Domestic team information
- 2023–present: Durham (squad no. 9)
- 2025: Manchester Originals (squad no. 77)
- 2026: Southern Brave (squad no. 7)
- FC debut: 6 April 2023 Durham v Sussex
- LA debut: 1 August 2023 Durham v Worcestershire

Career statistics
| Competition | FC | LA | T20 |
| Matches | 40 | 16 | 32 |
| Runs scored | 2,389 | 535 | 491 |
| Batting average | 37.92 | 33.43 | 16.93 |
| 100s/50s | 7/5 | 1/2 | 0/0 |
| Top score | 244 | 115 | 44 |
| Catches/stumpings | 31/– | 7/– | 19/– |
- Source: ESPNcricinfo, 27 September 2026

= Ben McKinney =

English cricketer (born 2004)

Ben Stewart McKinney (born 4 October 2004) is an English cricketer who plays for Durham County Cricket Club and is a former captain of the England under-19 cricket team. He is a left-handed batsman and a right-arm off break bowler.

==Early life==
McKinney was a youth team footballer for Sunderland before focusing on cricket. McKinney attended Seaham High School and played for Seaham Harbour Cricket Club, playing age-group cricket for Durham from the under-11 age-group.

==Domestic career==
McKinney made his debut in the County Championship against Sussex in April 2023, and made 35 in his first innings. He made his List A cricket debut for Durham on 1 August 2023, against Worcestershire. On 4 August 2023 it was announced that McKinney had signed a two-year professional contract with Durham. He scored a maiden century for Durham against Kent in the One-Day Cup on 11 August 2024. Later that month, he also scored his maiden first-class century against Notts.
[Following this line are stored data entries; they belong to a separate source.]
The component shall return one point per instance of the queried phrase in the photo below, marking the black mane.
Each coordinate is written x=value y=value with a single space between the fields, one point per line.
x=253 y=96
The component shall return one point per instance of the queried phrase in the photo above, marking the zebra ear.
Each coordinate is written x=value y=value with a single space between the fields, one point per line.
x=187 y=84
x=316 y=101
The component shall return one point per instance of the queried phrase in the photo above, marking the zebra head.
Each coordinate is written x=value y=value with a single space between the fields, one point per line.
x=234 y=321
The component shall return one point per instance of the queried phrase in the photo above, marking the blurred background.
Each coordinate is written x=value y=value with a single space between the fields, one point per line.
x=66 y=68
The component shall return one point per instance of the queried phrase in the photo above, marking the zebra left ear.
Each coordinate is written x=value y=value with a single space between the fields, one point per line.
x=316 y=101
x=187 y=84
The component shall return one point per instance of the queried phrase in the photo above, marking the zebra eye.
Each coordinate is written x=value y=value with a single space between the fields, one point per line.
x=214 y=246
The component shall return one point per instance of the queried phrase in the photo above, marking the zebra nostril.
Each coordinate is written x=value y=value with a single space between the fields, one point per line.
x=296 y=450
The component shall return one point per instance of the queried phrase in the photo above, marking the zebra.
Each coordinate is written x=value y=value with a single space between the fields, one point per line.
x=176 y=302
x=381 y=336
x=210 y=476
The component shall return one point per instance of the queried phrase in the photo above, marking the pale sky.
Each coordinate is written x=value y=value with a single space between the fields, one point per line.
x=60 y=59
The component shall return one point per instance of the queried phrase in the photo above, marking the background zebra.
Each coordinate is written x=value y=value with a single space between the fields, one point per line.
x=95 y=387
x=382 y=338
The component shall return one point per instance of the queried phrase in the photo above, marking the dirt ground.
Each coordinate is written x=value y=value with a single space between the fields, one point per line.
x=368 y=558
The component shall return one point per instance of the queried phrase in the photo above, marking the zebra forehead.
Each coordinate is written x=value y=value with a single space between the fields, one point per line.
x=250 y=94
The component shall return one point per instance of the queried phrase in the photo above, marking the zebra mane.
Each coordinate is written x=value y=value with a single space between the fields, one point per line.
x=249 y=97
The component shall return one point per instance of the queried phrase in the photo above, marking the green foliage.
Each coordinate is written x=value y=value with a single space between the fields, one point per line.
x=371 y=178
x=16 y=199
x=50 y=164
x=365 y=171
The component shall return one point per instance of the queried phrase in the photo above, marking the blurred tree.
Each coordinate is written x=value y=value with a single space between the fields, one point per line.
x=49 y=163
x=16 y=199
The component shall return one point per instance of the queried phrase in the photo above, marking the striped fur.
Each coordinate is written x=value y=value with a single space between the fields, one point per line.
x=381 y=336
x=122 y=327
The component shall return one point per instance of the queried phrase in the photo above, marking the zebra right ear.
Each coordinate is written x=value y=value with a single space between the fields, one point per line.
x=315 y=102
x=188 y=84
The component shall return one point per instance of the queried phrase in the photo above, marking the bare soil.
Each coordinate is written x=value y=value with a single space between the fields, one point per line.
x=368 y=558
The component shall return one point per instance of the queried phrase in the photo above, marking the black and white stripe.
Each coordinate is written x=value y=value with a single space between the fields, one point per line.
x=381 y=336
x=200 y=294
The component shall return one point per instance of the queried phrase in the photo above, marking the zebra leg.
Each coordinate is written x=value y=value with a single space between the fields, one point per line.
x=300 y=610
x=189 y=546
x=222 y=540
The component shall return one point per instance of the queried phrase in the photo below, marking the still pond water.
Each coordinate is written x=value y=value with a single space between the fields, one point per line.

He subsequently agreed a further two-year contract with the club in January 2025. On 11 April 2026, McKinney hit his highest first-class score of 244, achieved for Durham against Gloucestershire in the 2026 County Championship. In June 2026, he signed a new two-year contract with Durham tying him into the club until at least the end of the 2028 season.

==International career==
McKinney captained the Young Lions and England national under-19 cricket team that toured Australia in the winter of 2022–23. They secured a first Youth Test victory in Australia since 2003 and McKinney scored a 45-ball 70 in England's second innings. In August 2023, he was announced as continuing in the captaincy of the England U19 team for the summer matches against Ireland and Australia. In October 2024, he was named in the England Lions squad for their tour of South Africa. Subsequently, McKinney was included in the England Lions squad to tour Australia in January 2025. He was also named in the England Lions squad for the 2026 series against South Africa A.